I have read a few comments during the week-end about possible fixes to ejabberd problems. It calls for clarification of to avoid lack of understanding of the area and frustration.
Looking at the given mentioned problems (OTP and binary support), one of them is already in ejabberd 3.0 alpha (binaries), but what got my attention is that finally they might not be problems. It always depends ultimately on what you want to achieve. Some optimisations might be relevant in a few cases, but in a generic situation I still think that optimisations we made for ejabberd project for our customers on a case by case have a much larger impact. Some of the mentioned improvements would also stand on your scaling path for different use cases.
Let me take a specific example. OTP compliance is a controversial topic. Erlang OTP stands for Open Telecom Platform and is essentially a set of good practices and pattern to build Erlang applications. OTP provides a convenient help to get started but it is no silver bullet for all Erlang applications design. Sometimes, they fit in your problem and sometimes you have to do it differently.
One of the typical OTP pattern is supervision. You are supposed to link Erlang workers (the process doing actual work) to a supervisor that can trigger actions when the worker terminates.
However, for extremely large systems, with lots of worker creation and destruction, the supervisor comes with a performance penalty that you cannot afford. You thus have to disable the transient supervisors. In that case, OTP approach can limit your performance and become a bottleneck.
My view is that to get the best performance, you have to know and observe how the system behave in real world situation, for the specific use case. XMPP is a large protocol, especially with tens of XMPP Extension Protocols that have been added over time. If you want to scale you have to have a perfect knowledge of Erlang inside / out, but also a perfect knowledge of the XMPP protocol itself.
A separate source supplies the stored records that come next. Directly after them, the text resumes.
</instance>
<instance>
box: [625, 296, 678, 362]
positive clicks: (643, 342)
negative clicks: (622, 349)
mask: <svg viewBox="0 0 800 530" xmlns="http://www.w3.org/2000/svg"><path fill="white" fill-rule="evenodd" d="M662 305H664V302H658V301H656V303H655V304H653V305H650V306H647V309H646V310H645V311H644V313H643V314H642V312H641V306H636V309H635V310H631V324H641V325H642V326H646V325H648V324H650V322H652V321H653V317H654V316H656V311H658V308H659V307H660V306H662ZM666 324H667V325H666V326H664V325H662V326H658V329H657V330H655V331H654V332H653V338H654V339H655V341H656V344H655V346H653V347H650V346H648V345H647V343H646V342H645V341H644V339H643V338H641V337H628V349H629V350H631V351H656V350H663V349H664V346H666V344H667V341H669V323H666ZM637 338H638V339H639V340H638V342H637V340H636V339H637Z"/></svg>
Some requirements or suggested approach in the protocol do not scale out of the specification, and you have to take into account a full solution design, from the client behaviour itself to the cluster architecture and code optimizations.
Micro optimisations at the code level are doomed to be very limited. However, optimizing the full stack, from client (both desktop and mobile) to server, including specific code level optimisations, is a sure win. From experience, we can squeeze from 2 to 3 times more concurrent users on a single node. Your mileage might vary, but it clearly demonstrate that multiple levels of knowledge are involved in designing a scalable XMPP messaging solution.
I understand it is frustrating to hear that from a customer perspective: they often expect turnkey solutions that scale linearly. However, after a few times working with us, they understand our view and why scaling cannot rely on a one size fits all approach.
We have developed a set of modules for ejabberd and optimisations and a range of expertise at Process One down to the client. This allows us to scale to unprecedented levels. OTP offers nice patterns, but is no substitution for this experience working on the largest XMPP deployments in the world.
Edit: I have received good feedback, saying you understand our point of view. Thank you !
Just to make it clear, my point is really to think and act global at the highest architectural level. We do everyday many improvements to ejabberd at the code level and this is good for code maintenance. What makes a deployment successful is team with different background working on the whole picture.